10. The process of Claim 3 wherein the temperature of the sulfur-denuded stream from said first reaction zone in which catalyst regeneration and sulfur formation are occurring is adjusted to a value of from about 350° to about 450°F, thereafter introducing said stream into an auxiliary catalytic reaction zone to convert a portion of said hydrogen sulfide and sulfur dioxide into free sulfur, separating the sulfur thus formed, and thereafter effecting said sulfur deposition step in said second zone.

11. The process of Claim 1 wherein the combined hydrogen sulfide and sulfur dioxide content of the sulfur-denuded stream from said first reaction zone -- in which catalyst regeneration and sulfur formation are occurring -- is in excess of about 2 volume percent, adjusting the temperature of said stream to a value of from about 350° to about 450°F, thereafter introducing said stream into an auxiliary catalytic reaction zone to convert a portion of said hydrogen sulfide and sulfur dioxide into free sulfur, separating the sulfur thus formed, and thereafter effecting said sulfur deposition step in said second zone.

12. The process of Claim 2 wherein the combined hydrogen sulfide and sulfur dioxide content of the sulfur-denuded stream from said first reaction zone -- in which catalyst regeneration and sulfur formation are occw:ring -- is in excess of about 2 volume percent, adjusting the temperature of said stream to a value of from about 350° to about 450°F, there after introducing said stream into an auxiliary catalytic reaction zone to convert a portion of said hydrogen sulfide and sulfur dioxide into free sulfur, separating the sulfur thus formed, and thereafter effecting said sulfur deposition step in said second zone.

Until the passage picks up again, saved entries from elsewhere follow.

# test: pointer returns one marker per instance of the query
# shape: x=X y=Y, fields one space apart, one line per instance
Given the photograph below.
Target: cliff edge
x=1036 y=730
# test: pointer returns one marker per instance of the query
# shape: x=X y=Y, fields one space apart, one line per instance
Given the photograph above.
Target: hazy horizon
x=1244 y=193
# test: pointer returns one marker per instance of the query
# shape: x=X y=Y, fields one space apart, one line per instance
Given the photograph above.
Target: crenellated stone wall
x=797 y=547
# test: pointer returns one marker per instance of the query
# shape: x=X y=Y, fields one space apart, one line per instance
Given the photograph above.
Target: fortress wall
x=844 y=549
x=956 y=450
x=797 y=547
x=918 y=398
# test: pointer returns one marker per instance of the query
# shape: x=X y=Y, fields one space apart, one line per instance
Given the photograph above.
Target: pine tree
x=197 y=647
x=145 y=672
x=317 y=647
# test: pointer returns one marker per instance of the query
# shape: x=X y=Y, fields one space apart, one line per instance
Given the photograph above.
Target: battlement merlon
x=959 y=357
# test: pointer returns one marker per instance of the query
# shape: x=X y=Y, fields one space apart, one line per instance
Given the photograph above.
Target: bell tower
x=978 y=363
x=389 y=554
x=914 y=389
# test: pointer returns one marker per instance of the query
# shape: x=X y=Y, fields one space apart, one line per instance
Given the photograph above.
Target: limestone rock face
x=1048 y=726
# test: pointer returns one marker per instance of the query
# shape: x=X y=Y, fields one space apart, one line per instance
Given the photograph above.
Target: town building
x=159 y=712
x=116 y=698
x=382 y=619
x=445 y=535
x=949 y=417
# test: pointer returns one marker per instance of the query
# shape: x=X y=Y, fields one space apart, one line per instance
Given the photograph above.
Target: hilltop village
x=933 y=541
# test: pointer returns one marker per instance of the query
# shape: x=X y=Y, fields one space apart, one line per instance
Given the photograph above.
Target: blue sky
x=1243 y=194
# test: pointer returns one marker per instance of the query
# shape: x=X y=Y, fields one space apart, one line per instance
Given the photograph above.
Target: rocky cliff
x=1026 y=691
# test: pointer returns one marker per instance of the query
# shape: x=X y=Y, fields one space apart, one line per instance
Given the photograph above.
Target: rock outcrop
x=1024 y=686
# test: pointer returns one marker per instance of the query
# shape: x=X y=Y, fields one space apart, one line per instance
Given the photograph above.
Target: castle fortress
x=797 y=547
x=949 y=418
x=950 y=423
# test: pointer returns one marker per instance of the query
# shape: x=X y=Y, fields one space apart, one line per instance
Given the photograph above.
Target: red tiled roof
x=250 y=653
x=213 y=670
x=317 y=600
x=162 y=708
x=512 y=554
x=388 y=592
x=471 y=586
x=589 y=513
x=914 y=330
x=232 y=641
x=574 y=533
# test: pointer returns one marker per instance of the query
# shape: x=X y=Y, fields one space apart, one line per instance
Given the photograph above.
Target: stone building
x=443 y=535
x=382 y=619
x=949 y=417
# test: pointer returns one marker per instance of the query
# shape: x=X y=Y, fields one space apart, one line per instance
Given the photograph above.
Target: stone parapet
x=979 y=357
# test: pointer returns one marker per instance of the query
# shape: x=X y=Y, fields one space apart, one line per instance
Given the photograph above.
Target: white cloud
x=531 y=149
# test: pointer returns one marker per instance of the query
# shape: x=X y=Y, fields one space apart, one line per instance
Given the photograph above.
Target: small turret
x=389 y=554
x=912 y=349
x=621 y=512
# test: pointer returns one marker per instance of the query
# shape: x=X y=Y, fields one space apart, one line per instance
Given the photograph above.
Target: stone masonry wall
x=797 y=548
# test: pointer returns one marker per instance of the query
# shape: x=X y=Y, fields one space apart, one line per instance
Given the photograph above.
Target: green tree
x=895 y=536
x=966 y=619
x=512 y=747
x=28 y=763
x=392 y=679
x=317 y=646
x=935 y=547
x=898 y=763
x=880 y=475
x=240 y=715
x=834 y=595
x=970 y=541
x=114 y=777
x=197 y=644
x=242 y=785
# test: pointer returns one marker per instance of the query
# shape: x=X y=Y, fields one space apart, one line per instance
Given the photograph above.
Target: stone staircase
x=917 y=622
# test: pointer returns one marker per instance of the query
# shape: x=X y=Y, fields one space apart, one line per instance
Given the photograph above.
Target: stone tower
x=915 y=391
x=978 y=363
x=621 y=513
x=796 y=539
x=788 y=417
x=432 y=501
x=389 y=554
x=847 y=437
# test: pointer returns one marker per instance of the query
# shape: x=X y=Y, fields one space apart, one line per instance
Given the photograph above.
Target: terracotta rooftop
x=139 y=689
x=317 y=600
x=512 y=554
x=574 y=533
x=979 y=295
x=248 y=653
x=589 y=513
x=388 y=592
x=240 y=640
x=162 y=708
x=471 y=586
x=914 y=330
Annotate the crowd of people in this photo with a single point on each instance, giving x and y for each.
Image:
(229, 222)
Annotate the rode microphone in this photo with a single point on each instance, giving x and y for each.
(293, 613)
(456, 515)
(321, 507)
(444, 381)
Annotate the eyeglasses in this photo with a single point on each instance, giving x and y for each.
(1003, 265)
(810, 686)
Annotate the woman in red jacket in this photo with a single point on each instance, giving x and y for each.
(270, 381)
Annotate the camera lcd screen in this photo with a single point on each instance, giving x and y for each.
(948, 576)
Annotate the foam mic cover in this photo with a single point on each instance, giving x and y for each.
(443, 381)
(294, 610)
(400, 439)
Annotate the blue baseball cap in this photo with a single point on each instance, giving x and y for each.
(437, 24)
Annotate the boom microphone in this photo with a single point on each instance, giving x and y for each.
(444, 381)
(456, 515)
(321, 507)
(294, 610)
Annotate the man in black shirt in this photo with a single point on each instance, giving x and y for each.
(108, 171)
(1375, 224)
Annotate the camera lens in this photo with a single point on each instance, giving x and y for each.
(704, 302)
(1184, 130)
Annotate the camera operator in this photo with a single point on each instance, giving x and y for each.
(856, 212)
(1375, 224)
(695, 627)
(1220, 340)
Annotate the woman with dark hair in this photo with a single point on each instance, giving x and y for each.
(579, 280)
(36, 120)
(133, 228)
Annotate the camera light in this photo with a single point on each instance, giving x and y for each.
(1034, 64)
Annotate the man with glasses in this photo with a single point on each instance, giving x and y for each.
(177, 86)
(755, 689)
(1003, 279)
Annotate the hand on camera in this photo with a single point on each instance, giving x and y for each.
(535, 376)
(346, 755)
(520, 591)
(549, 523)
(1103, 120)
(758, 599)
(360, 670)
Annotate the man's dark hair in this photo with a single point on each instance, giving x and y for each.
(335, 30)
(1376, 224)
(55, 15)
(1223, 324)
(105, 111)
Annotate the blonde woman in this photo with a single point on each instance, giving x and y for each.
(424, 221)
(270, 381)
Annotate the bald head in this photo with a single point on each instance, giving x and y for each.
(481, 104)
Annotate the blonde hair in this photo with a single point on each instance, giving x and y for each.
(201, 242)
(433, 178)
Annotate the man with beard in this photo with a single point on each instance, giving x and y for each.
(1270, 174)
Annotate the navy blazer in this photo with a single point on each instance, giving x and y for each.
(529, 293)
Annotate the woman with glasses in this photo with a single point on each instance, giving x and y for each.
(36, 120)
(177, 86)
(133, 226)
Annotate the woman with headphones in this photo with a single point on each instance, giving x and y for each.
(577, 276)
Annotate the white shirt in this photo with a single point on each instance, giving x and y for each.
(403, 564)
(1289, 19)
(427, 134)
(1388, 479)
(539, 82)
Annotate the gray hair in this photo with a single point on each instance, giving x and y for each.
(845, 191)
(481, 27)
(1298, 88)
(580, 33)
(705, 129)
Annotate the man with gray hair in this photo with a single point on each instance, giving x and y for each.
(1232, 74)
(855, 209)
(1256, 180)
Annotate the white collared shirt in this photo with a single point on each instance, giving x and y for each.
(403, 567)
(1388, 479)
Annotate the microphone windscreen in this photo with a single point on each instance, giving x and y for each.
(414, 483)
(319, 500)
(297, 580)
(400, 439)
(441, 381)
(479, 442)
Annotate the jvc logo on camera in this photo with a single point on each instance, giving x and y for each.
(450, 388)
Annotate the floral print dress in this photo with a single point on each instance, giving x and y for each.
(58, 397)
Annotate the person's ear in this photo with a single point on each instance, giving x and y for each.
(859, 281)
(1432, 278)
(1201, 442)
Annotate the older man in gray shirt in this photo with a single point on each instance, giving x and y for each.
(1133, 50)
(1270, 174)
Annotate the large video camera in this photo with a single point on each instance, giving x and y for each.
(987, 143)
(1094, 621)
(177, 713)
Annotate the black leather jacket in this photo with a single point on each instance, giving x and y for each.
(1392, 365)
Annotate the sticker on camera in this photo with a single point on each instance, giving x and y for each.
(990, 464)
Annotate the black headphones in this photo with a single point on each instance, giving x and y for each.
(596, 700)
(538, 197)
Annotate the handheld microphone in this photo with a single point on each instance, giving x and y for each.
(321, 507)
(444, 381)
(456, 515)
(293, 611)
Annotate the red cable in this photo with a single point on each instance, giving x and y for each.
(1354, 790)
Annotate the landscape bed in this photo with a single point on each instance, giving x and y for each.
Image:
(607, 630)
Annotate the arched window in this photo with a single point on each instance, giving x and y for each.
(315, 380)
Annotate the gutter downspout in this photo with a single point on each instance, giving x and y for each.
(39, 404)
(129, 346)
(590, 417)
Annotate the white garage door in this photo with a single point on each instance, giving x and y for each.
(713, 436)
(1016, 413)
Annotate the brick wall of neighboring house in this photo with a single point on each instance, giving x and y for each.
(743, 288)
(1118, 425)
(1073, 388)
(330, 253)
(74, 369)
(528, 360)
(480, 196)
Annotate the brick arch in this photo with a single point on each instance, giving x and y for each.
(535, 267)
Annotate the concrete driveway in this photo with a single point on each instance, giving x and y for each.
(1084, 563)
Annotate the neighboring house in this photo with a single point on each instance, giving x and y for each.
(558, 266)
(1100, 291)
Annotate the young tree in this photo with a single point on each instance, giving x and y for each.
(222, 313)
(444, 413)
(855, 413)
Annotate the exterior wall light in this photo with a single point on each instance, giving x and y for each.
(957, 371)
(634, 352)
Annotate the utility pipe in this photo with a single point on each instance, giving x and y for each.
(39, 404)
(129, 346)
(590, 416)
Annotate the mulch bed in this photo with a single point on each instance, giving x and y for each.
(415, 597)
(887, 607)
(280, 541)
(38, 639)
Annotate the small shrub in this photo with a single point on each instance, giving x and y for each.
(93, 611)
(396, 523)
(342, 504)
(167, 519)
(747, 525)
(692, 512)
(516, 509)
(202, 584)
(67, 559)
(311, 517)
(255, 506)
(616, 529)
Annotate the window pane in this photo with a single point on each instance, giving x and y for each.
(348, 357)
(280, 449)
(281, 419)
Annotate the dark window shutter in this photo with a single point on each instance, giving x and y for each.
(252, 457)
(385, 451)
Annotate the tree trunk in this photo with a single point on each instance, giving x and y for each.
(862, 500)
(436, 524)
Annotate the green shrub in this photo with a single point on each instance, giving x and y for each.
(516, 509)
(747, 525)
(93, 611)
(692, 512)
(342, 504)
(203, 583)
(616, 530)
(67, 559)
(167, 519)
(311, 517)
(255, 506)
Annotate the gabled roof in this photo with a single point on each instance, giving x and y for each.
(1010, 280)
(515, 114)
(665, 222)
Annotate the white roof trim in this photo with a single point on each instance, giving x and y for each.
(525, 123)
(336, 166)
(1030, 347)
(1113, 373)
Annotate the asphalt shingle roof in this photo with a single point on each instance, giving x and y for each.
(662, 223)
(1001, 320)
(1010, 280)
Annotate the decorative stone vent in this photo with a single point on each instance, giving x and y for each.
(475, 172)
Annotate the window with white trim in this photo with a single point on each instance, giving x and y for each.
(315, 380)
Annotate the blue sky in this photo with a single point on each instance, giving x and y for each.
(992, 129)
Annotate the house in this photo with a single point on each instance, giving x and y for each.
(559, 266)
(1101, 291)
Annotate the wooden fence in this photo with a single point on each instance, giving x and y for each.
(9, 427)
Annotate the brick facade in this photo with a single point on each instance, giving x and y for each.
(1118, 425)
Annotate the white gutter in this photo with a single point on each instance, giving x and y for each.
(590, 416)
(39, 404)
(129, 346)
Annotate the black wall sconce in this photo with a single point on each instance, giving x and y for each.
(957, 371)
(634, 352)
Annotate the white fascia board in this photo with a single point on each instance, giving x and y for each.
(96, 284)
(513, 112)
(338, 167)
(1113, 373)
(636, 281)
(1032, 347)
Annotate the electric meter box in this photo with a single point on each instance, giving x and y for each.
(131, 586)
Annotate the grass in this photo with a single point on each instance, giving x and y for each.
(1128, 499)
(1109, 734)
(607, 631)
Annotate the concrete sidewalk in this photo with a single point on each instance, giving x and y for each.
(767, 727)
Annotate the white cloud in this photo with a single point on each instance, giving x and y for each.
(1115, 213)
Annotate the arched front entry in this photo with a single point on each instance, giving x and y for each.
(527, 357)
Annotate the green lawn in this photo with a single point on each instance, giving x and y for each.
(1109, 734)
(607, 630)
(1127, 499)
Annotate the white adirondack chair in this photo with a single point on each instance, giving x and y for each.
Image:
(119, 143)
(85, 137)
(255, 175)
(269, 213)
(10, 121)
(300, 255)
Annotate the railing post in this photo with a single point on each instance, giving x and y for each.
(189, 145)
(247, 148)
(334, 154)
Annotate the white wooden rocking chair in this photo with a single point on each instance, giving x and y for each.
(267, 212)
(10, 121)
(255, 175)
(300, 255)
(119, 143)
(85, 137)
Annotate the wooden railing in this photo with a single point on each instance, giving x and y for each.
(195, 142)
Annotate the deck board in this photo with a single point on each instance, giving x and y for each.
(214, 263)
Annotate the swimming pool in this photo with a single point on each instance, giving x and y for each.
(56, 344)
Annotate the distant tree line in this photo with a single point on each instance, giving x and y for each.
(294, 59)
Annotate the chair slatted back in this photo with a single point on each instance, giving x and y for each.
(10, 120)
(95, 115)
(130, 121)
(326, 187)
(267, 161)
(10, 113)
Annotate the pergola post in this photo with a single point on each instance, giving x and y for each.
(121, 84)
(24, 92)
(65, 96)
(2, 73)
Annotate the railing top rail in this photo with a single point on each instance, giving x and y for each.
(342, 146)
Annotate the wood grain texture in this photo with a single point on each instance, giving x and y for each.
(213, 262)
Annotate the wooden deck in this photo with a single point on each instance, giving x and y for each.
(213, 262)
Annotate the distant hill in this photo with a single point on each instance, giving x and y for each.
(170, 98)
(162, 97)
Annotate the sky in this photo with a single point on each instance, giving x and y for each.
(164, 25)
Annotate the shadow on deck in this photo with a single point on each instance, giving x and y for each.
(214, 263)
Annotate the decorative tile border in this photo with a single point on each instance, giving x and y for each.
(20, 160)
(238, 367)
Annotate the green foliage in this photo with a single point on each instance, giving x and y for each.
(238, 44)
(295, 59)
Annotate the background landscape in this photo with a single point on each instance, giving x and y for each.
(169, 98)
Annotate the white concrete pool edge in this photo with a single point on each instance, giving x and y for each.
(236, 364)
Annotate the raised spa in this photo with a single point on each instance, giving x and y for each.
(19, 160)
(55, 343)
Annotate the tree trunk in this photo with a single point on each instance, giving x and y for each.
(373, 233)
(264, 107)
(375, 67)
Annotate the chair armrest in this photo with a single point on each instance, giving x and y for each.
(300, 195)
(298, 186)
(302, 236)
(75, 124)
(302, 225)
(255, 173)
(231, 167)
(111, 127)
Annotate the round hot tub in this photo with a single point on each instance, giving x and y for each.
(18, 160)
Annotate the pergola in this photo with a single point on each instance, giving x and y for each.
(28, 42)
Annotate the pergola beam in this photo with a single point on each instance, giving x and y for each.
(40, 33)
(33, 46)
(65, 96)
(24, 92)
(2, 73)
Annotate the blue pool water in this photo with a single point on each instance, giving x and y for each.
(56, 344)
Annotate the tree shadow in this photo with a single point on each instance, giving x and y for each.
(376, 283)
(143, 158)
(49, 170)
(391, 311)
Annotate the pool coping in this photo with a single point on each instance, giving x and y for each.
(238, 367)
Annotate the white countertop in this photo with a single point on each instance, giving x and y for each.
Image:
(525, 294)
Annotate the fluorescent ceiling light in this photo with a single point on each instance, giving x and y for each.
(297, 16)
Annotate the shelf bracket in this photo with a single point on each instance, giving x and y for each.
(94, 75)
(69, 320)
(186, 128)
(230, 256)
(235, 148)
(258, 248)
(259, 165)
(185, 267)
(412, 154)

13. The process of Claim 1 wherein the effluent from said sulfur deposition step is employed to cool down the catalyst bed in a third catalytic zone to a temperature of from about 200° to about 350°F prior to discharging said effluent into the atmosphere.

14. The process of Claim 2 wherein the effluent from said sulfur deposition step is employed to cool down the catalyst bed in a third catalytic zone to a temperature of from about 200° to about 350°F prior to discharging said effluent into the atmosphere.